No, actually I think it’s “bomb iran” (thank you John McCain)… that’s right sports fans, get ready for the next big hit… The Nation is looking at it, and in a different story they also note that the one man (round 2) trying to stop the madness is on the neocons’ hit list again:
THE GOOD INSPECTOR: “I think Mr. ElBaradei, frankly, is wrong.” So said Dick Cheney on Meet the Press in March 2003, on the cusp of the US invasion of Iraq. Four years, one war and a Nobel Peace Prize later, Mohamed ElBaradei has most emphatically been proven right. Cheney, Judith Miller, Ahmad Chalabi, Condoleezza Rice, Colin Powell, the Washington Post and the Wall Street Journal were, frankly, wrong. There were no WMDs in Iraq; the infamous aluminum tubes were duds; the Niger documents were a forgery. As director of the IAEA, ElBaradei testified to all this in the run-up to war. For insisting on the virtue of diplomacy, he was condemned in the press for abusing his “technical position” and making “a public fuss.”

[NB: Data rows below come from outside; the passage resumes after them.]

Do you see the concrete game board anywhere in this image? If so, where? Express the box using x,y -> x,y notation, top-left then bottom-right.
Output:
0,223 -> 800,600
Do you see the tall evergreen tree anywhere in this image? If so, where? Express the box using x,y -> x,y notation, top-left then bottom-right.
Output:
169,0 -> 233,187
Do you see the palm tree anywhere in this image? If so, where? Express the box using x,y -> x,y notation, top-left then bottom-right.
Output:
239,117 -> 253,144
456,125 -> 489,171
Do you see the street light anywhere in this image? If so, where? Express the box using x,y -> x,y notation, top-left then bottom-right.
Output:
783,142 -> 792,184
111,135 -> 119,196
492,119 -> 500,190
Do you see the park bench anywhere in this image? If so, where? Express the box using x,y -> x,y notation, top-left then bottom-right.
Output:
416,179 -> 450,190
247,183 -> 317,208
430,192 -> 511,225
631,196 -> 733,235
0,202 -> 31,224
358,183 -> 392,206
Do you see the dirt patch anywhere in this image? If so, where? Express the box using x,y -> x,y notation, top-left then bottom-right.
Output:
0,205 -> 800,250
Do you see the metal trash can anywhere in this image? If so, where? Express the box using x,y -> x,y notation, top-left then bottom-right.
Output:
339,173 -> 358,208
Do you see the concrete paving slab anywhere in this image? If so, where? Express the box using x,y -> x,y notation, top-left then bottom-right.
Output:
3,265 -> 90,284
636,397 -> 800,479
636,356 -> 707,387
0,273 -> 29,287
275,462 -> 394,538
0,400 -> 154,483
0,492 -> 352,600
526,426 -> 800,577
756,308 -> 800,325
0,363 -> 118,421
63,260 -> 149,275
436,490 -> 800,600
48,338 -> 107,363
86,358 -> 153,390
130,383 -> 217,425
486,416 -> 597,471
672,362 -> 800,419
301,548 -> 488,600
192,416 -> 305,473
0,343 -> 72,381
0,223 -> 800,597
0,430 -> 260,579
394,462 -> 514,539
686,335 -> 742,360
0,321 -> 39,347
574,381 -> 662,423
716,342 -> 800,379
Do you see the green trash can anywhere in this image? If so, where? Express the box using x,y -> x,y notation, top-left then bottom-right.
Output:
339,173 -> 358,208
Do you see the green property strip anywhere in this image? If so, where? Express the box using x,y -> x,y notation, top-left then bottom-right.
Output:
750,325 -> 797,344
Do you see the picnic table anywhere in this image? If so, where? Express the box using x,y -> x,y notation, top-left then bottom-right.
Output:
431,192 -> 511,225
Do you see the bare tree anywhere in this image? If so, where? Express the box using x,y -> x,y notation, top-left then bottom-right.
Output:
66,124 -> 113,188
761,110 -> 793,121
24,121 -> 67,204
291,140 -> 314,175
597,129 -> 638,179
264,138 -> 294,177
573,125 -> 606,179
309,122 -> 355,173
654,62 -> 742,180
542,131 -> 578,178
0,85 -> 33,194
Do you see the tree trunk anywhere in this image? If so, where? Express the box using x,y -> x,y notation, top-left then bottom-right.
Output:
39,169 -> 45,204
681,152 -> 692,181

History repeats itself: now that ElBaradei has negotiated an inspections agreement with Iran and opposed the “crazies” who want to “go and bomb Iran,” the press has launched another smear campaign. ElBaradei is a “rogue regulator” who “considers himself above his position as a U.N. civil servant,” opines the Post. He is an “accommodating Egyptian” with “pro-Iranian machinations,” warns the Journal. Even the chastened New York Times–which recognizes ElBaradei as “everyone’s best hope”–repeats the Administration line that he has inappropriately become a “world policy-maker, an advocate.” The obvious lesson from 2003–that it was the neocons who politicized inspections in Iraq, to ruinous effect, while the inspectors rightly resisted–seems to have been lost.